Nous considérons que notre argumentaire, qui loin d’ignorer les principes de l’élection, s’attache au respect tout aussi fondamental du droit de suffrage. Certes il revient aux pouvoirs publics de garantir l’exercice de ce droit conformément aux instruments juridiques internationaux et aux normes nationales, mais notre conviction demeure que nous devons y veiller tous.
Telle est la justification de notre démarche.
Au fond, qui intérêt à installer et à organiser une lenteur voire une rétention dans la délivrance des cartes d’électeur ?
A qui profiterait réellement une lourdeur dans les conditions de vote?
En tout état de cause, il est certain que le parti présidentiel dispose de plus de ressources humaines, financières et logistiques pour encadrer ses militants et sympathisants depuis la phase d’enrôlement des électeurs jusqu’au scrutin en passant par la distribution des cartes.
Est-il vraiment si difficile d’apprécier à juste mesure notre proposition de décaler la date des élections tout en favorisant un climat de dialogue et de restauration de la confiance entre les acteurs?
Certains observateurs, en toute bonne foi, se demandent pourquoi maintenant.
Il est vrai qu’il y a un mois, lorsque je fus interpellé sur la question en tant que l’invité du JT de 20 h sur la Tfm le 23 mai, j’avais refusé d’admettre l’idée d’un report des élections même si j’eus des réserves sur la situation des cartes électeurs d’alors (moins d’un (1) million de cartes distribuées sur 2,7 millions). Cette position fut réitérée à travers plusieurs de mes sorties, notamment sur Walf Tv et Sud Fm.
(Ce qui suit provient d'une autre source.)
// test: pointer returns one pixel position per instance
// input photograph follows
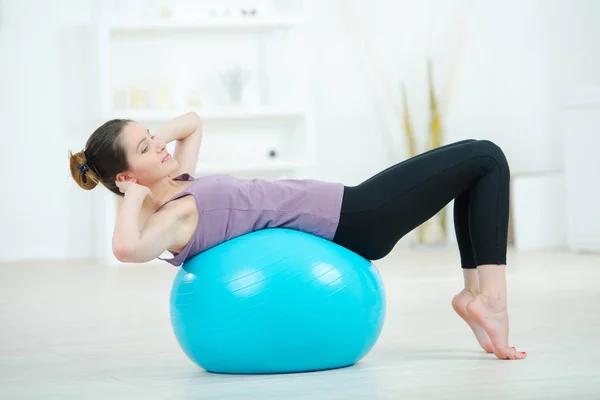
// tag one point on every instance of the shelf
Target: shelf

A la dernière semaine de juin, le nombre total de cartes produites était de 4,5 millions dont près de 60% distribuées. Ce qui équivaut à une production de 1,8 millions de carte en un mois. Or il reste malgré la démultiplication des commissions environs 2 millions de cartes à distribution en plus du gap de 2 millions à éditer le tout durant le mois de juillet. On nous signale qu’actuellement en moyenne 500.000 cartes/semaine (70.000/jour). D’où la question principale qui se pose tous les acteurs du processus électoral y compris le citoyen qui demeure au centre de ce processus :
Le système mis en place est-il capable de garantir à tout électeur de disposer de sa carte d’identité/électeur et d’exercer son droit de vote le 30 juillet 2017 ?
Au vu de tout ce qui précède et partant des problèmes éventuels d’accessibilité des certains lieux de vote liés à l’hivernage mais aussi considérant du refus manifeste de l’opposition d’accepter, lors du référendum de mars 2016, le vote sur présentation uniquement de la carte national d’identité (CNI) numérisée -croisement des données avec la carte d’électeur- ; il ne semble rester que deux options:
1. Renforcer le dispositif de production et de distribution,
2. Décaler la date des élections
Pour les motifs évoqués plus haut, nous avons considéré la seconde options plus judicieuse. Sans avoir nullement la prétention de tenir le monopole de la vérité, notre vocation est d’anticiper sur toute réforme appropriée de notre système électoral ou solution de simplification du processus électoral.
Dans cette perspective, j’avais préconisé des dispositions pratiques devant permettre aux détenus d’accomplir leur droit de suffrage. C’est la même dynamique qui, au lendemain du dépôt des candidatures, m’avait amené à inventer de nouvelles méthodes de vote telle que le système des 5 bulletins de vote ou le placement des bulletins à l’isoloir.
Dans certaines situations, il revient à l’État de prendre ses responsabilités comme ce fut le cas en 2011, lorsque le Gouvernement décida d’autoriser l’inscription sur les liste électorales sur la base du récépissé de la carte nationale d’identité (CNI). Ce fut une mesure jugée unilatérale mais salutaire face à la lenteur dans la délivrance des CNI.